Details of plans by President Slobodan Milosevic of Serbia and President Franjo Tudjman of Croatia to parcel out Bosnia's territory were presented to the mediators in a country villa not far from Geneva. The two outlined their terms for a constitutional settlement but said they wanted to negotiate with the Muslims over land.
'They've rather disappointed us by not coming out with anything very specific on the map,' said Lord Owen. 'But maybe that's a good idea because some of the things we heard we didn't like.'
The mediators then brought the two presidents together with a delegation from the Bosnian presidency, now bitterly divided over strategy and war aims. President Alija Izetbegovic and his deputy, Ejup Ganic, stayed away, agreeing to dispatch seven members of the presidency with a mandate only to 'listen to suggestions' and with no authority to negotiate or to sign agreements.
However, it was clear yesterday that the delegation stood apart from President Izetbegovic's do-or-die rhetoric and was conducting substantive discussions. It was led officially by Franjo Boras, a Croat, but its most influential member was thought to be Fikret Abdic, a businessman from Bihac. He and other presidency members have long favoured a negotiated end to the war and opposed President Izetbegovic's personal diplomacy.

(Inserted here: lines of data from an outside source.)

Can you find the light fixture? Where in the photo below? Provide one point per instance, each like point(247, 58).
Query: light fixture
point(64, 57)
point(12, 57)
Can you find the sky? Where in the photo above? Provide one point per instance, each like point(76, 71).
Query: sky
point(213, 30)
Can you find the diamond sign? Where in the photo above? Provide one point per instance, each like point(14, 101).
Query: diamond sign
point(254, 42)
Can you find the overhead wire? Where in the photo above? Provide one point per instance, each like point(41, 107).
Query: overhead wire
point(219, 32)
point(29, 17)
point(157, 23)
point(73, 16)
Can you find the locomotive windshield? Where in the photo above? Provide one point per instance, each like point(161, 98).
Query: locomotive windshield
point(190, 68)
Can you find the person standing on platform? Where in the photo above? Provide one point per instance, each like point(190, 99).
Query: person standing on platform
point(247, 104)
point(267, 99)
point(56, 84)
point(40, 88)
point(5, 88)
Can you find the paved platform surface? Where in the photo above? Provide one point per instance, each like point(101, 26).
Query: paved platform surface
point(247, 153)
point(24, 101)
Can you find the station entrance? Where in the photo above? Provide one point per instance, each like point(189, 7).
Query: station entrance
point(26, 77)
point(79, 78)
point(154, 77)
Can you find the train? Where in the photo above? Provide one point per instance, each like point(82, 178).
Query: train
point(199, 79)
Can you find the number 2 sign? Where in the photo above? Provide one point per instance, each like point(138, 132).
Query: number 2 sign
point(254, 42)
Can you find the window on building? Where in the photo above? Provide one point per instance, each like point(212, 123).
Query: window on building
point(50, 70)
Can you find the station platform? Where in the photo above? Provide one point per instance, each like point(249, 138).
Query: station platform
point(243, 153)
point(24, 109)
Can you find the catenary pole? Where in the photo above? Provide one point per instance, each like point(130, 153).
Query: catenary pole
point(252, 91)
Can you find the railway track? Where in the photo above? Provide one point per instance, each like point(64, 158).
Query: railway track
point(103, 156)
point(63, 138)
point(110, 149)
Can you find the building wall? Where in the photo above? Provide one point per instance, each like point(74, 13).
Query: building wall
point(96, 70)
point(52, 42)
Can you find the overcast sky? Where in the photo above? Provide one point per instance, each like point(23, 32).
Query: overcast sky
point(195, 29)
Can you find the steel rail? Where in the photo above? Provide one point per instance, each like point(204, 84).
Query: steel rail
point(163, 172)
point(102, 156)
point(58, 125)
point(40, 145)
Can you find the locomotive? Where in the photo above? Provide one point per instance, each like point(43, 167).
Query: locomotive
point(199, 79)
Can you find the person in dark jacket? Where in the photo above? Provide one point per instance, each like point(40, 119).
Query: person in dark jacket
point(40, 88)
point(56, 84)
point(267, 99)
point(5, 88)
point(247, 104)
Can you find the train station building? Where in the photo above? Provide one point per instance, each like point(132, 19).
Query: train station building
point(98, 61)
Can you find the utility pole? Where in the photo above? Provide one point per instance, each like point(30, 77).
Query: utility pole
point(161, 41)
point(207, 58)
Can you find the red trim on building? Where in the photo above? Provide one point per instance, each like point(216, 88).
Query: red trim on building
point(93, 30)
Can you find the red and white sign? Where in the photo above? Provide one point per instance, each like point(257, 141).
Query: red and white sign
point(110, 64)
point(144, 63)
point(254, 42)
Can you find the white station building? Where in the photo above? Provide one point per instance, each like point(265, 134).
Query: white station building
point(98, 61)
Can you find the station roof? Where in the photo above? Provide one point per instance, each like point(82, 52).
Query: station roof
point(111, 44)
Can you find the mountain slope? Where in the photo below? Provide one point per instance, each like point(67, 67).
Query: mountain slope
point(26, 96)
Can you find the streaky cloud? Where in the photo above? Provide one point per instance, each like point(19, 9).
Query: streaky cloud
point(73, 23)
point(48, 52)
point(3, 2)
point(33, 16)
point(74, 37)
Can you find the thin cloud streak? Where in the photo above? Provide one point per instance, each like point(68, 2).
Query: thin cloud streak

Lord Owen and his advisers sensed that division and moved to exploit it in the past week, prompting bitter talk of betrayal and of an Owen-sanctioned plot to dethrone the President.
Mr Abdic has been accused of close links with the Croatian regime and even of acting as its agent. But sources close to the mediators insist that after the admitted collapse of the Vance- Owen plan there remained little choice but to negotiate an end to hostilities and to try to secure the maximum territory and guarantees.
Chancellor Helmut Kohl's last- minute attempt to persuade EC leaders to lift the Muslim arms embargo was criticised by diplomats for raising false hopes for the Muslims.
Lord Owen and Mr Stoltenberg dined with the presidency delegation last night to reinforce that message.